Calculus: Early Transcendentals, Chapter 6, 6.2, Section 6.2, Problem 40

The formula provided represents the volume of the solid obtained by rotating the region enclosed by the curves x = y^2, x = 1 , about x = 1, using washer method:
V = pi*int_a^b (f^2(x) - g^2(x))dx, f(x)>g(x)
You need to find the endpoints by solving the equation:
y^2 = 1 => y^2 - 1 = 0 => (y-1)(y+1) = 0 => y = 1, y = -1
V = pi*int_(-1)^1 ((1 - y^2)^2 - (1 - 1)^2)dy
V = pi*int_(-1)^1 ((1 - y^2)^)dy
V = pi*int_(-1)^1 (1 - 2y^2 + y^4)dy
V = pi*(int_(-1)^1 dy - 2int_(-1)^1y^2 dy + int_(-1)^1 y^4dy)

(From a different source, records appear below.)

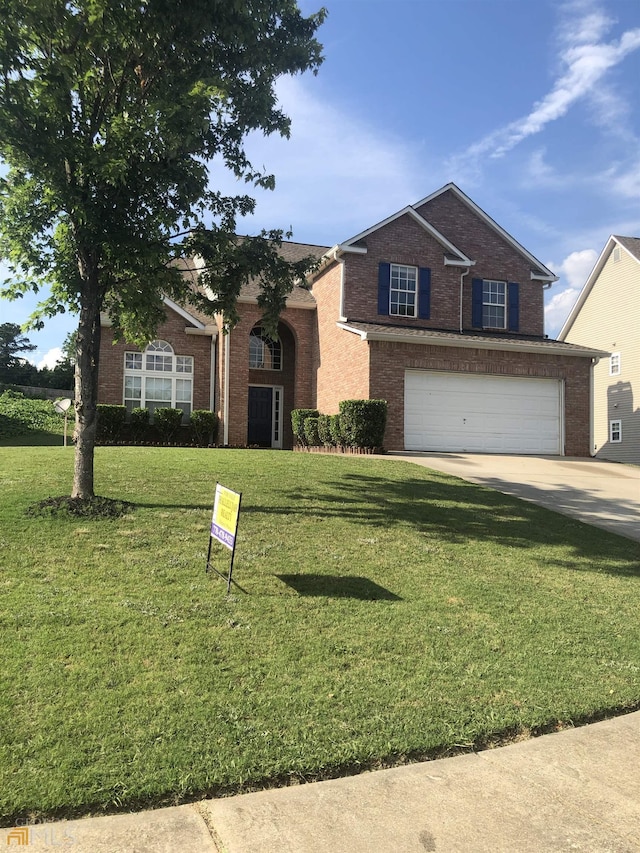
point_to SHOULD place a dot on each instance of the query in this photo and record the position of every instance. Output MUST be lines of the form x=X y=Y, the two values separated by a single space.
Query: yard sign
x=224 y=525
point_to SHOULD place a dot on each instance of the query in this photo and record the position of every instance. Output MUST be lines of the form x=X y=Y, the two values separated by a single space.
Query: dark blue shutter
x=384 y=284
x=424 y=293
x=513 y=303
x=476 y=303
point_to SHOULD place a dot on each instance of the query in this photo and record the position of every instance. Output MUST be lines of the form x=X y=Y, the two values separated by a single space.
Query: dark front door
x=260 y=426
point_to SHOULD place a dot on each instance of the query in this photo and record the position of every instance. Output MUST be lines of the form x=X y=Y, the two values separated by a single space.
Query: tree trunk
x=86 y=387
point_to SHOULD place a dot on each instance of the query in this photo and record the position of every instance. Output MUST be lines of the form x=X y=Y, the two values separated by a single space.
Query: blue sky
x=531 y=107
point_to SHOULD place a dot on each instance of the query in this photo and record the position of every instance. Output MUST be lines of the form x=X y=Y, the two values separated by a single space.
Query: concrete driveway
x=605 y=494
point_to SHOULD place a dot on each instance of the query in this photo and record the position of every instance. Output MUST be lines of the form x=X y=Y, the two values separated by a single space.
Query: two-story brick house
x=436 y=309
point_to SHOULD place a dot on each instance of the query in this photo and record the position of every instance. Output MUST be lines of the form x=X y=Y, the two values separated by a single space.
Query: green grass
x=386 y=612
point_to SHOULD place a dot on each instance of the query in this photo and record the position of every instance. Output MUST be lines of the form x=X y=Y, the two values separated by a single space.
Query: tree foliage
x=110 y=112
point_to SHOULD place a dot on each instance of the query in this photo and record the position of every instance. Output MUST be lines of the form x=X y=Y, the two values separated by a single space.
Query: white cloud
x=49 y=359
x=557 y=310
x=574 y=271
x=584 y=60
x=577 y=266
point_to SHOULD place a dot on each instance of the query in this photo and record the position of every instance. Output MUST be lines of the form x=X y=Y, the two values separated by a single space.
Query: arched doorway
x=271 y=387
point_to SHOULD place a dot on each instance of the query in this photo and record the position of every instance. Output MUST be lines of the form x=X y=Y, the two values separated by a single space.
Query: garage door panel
x=485 y=414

V = pi*(y - 2y^3/3 + y^5/5)|_(-1)^1
V = pi*(1 - 2/3 + 1/5 + 1 - 2/3 + 1/5)
V = pi*(2 - 4/3 + 2/5) => V = pi*(30 - 20 + 6)/15
V =(16pi)/15
Hence, evaluating the volume of the solid obtained by rotating the region enclosed by the curves x = y^2, x = 1 , about x = 1, using washer method, yields V =(16pi)/15.